The stability of the target protein was tested in culture supernatant at different temperatures and pH-values (data not shown). The investigations have shown a significant increase of protease effects at temperatures ≥ 27°C. The degradation of the product increases with lowering the pH-value from 6.0 to 4.8.
In summary, the optimal target protein productivity seems to be a sensitive steady state between accelerating cellular processes and decreasing protease effects in the culture supernatant.
3.3 Contemplation of system sensitivity
In the robustness testing procedure the sensitivity around a response variable optimum was investigated by varying the factor levels in a small range.
In this context ϑL was varied by 1°C and the pH-value by 0.15 pH-units around the center point with the factor settings ϑL = 25.8°C and pH = 5.55. A full factorial design in two levels was applied as regression model.
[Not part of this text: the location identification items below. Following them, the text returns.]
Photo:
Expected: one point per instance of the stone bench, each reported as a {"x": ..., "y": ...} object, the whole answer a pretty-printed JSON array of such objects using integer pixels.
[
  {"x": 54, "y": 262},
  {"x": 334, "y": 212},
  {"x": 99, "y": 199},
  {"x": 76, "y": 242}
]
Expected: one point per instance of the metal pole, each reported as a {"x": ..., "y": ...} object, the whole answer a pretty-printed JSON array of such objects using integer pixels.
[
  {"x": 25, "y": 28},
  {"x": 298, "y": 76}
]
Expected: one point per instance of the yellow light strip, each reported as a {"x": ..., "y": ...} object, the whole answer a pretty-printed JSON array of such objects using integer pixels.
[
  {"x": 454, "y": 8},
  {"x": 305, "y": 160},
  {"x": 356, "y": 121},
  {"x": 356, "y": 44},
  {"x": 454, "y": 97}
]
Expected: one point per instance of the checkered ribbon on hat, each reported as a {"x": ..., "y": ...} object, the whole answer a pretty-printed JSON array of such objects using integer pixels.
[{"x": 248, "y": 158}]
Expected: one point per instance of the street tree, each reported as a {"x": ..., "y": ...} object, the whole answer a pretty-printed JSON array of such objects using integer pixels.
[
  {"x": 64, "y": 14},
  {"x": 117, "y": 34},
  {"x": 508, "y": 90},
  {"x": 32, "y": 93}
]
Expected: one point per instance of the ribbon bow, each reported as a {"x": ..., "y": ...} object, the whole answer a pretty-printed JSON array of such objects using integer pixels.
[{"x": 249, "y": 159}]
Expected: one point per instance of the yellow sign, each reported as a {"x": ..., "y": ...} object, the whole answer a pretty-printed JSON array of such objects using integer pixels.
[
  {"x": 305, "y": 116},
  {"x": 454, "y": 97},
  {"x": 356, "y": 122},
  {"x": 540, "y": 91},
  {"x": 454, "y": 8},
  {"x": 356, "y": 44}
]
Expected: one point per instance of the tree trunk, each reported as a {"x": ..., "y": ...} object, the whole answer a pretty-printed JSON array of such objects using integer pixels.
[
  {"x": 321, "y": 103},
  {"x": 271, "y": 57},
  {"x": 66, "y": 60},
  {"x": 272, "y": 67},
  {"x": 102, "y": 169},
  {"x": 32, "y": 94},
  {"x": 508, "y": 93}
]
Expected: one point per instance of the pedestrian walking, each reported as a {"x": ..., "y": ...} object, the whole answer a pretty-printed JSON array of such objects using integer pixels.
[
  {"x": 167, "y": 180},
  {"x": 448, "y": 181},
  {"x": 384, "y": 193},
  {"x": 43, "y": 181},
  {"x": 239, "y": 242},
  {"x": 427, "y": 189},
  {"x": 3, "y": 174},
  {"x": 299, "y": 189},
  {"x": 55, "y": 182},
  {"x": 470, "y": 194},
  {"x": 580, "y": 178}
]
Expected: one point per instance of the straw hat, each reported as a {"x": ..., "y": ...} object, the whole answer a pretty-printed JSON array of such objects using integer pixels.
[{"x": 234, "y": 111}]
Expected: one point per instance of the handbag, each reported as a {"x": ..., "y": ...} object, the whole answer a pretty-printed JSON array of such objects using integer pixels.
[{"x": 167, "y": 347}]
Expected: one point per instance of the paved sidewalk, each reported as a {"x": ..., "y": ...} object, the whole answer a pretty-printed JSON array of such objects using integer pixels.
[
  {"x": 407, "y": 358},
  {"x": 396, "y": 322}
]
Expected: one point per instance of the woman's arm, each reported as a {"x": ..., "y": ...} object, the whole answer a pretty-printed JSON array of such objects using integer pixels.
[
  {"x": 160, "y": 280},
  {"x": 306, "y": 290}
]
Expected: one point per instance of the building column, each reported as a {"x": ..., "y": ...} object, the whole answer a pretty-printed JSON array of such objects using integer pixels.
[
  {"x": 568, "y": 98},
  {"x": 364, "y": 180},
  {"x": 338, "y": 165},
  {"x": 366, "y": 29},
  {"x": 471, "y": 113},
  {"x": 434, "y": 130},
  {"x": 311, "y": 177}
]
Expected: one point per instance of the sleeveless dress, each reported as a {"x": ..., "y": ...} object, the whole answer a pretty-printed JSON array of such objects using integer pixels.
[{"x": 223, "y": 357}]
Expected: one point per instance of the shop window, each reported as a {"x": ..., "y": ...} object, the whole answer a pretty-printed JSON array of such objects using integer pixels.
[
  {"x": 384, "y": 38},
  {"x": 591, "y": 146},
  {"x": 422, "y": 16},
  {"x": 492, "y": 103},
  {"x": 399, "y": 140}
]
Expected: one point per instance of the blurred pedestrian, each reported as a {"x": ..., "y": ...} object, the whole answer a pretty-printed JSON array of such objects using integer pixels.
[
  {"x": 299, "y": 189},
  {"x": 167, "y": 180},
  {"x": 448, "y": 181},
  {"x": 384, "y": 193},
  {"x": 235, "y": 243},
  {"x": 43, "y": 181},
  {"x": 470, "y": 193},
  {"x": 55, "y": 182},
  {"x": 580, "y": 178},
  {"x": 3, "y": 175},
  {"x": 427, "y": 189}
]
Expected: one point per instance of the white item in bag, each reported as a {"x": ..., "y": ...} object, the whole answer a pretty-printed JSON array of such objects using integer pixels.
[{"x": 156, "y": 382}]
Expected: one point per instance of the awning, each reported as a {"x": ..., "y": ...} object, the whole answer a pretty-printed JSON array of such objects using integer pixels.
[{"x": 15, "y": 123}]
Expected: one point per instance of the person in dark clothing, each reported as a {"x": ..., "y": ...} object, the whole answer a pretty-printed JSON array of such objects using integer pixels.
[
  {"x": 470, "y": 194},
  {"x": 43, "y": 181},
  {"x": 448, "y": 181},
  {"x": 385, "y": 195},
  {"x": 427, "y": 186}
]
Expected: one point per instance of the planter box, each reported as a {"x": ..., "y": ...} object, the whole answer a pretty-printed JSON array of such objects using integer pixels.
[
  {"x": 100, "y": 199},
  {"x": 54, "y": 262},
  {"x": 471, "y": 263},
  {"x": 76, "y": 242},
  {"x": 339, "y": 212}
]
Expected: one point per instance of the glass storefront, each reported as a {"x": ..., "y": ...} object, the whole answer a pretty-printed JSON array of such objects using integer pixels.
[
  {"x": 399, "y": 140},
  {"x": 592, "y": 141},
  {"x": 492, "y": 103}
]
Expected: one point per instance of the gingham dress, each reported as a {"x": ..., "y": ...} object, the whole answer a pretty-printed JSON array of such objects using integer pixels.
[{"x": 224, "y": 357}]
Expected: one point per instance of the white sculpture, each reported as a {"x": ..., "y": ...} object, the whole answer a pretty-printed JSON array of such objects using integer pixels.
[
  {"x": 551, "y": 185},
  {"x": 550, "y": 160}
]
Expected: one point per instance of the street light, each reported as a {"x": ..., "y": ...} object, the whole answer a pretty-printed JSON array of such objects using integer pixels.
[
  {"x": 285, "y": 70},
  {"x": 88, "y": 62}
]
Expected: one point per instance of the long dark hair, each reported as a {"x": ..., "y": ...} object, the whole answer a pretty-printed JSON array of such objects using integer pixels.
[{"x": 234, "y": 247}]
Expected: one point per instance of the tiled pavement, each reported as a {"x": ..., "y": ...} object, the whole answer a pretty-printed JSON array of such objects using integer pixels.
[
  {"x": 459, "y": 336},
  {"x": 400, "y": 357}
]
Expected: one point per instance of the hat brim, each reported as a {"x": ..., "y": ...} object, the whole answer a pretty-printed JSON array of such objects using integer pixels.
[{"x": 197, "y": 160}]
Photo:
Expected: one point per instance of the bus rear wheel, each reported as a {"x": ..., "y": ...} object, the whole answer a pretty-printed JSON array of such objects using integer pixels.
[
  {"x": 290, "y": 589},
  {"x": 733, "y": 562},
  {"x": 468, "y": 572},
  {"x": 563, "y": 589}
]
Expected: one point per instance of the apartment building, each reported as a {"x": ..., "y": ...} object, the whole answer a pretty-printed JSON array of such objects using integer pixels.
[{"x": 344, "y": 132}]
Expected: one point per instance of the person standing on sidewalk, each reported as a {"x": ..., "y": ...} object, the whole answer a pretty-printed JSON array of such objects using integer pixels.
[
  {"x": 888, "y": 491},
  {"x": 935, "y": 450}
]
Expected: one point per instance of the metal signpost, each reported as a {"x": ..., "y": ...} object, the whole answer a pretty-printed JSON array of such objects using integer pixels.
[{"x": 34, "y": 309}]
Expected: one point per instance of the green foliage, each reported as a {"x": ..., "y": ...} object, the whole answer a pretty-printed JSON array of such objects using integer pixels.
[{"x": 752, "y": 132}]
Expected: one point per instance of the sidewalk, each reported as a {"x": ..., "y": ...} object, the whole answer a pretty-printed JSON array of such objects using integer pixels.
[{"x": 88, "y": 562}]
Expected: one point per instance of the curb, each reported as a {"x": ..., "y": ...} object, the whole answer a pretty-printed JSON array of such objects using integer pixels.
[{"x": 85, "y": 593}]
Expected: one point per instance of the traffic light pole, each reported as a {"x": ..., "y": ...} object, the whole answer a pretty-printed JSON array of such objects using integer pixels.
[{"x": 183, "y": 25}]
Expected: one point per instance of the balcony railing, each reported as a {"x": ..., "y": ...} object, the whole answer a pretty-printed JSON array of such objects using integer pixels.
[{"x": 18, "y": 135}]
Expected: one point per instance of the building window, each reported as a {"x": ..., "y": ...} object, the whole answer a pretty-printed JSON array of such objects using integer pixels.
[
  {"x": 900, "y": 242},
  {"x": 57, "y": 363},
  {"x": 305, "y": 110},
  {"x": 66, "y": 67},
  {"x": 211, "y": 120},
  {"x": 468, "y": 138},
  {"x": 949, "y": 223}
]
The methanol concentration was kept constant in the optimum at 1 g/L. The statistical insignificance of small methanol concentration changes has been proven in pretests (data not shown). The experimental set up, the start values for cXL, respectively IAP1M, as well as the calculated results are shown in Table 1.
The productivity PRD varies around the mean of the center points within a given tolerance limit of ± 2 SDs.
The calculated Q2-value of 0.13 for the chosen model indicates an extremely weak relationship between the factors and the response.
The ANOVA of the regression model demonstrates the insignificance of the robustness test model.
The low predictive power of the selected model and the high p-value verify robustness of the response secretion productivity for small variations in factor settings around the response variable optimum.